Die Reaktionen der US-Farmer auf das strenge Vorgehen der EU waren zunächst oftmals von Verärgerung geprägt. Von Seiten amerikanischer Behörden bemühte man sich um Schadensbegrenzung und betonte, dass eine Gesundheitsgefährdung nicht zu befürchten sei. Es handelt sich aber eben um keine - nicht einmal in den USA - geprüfte Sorte. Eine abschließende Risikobeurteilung konnte die EU deshalb nicht vorlegen. Und selbst in den USA ist der eilig gestellte Antrag auf Zulassung durch Bayer noch nicht durch. Bisher wurde lediglich eine vorläufiger Unbedenklichkeitsstatus von den US-Behörden gewährt – wohl um noch größeren wirtschaftlichen Schaden außen vor zu halten.

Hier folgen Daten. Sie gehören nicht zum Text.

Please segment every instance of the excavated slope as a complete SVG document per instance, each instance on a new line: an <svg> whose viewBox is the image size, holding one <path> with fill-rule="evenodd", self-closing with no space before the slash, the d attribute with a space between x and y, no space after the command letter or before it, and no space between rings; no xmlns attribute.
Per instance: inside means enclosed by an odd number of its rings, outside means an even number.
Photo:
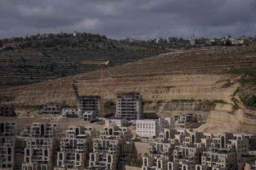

In den Vereinigten Staaten – zumindest bei etlichen Vertretern der Reis-Industrie - scheint sich indes die Meinung durchzusetzen, dass man vom Verbraucher nicht verlangen kann, dass er einfach essen soll, was auf dem Tisch kommt. Vielmehr solle man anbauen, was der Verbraucher wünscht. Vertreter der US-Reisbauern setzen einer geplanten nachträglichen Zulassung deshalb auch einigen Widerstand entgegen. Ein Vertreter meinte etwa, dass niemandem damit geholfen sei. Denn nachdem Bayer den Antrag nur in den USA gestellt hätte, sei damit das Export-Problem noch lange nicht gelöst. Sorge mache nicht nur der europäische, sondern auch der kanadische Markt. In Arkansas erwägt man derzeit ein Anbauverbot der betroffenen Reis-Sorte Cheniere zumindest für die Anbausaison 2007, eventuell sogar noch ein Jahr länger.
Zudem wird diskutiert, sich an europäischen Standards bezüglich der Sicherheitsbewertung zu orientieren. Dabei spielen offensichtlich primär wirtschaftliche Überlegungen und Kundenorientierung eine Rolle. Ein Händler sagte gegenüber dem Fachmedium Deltafarmpress.com, es ginge hier nicht darum, ob die Ablehnung von Gentechnik rational sei oder nicht, man müsse sich am Verbraucherwunsch orientieren.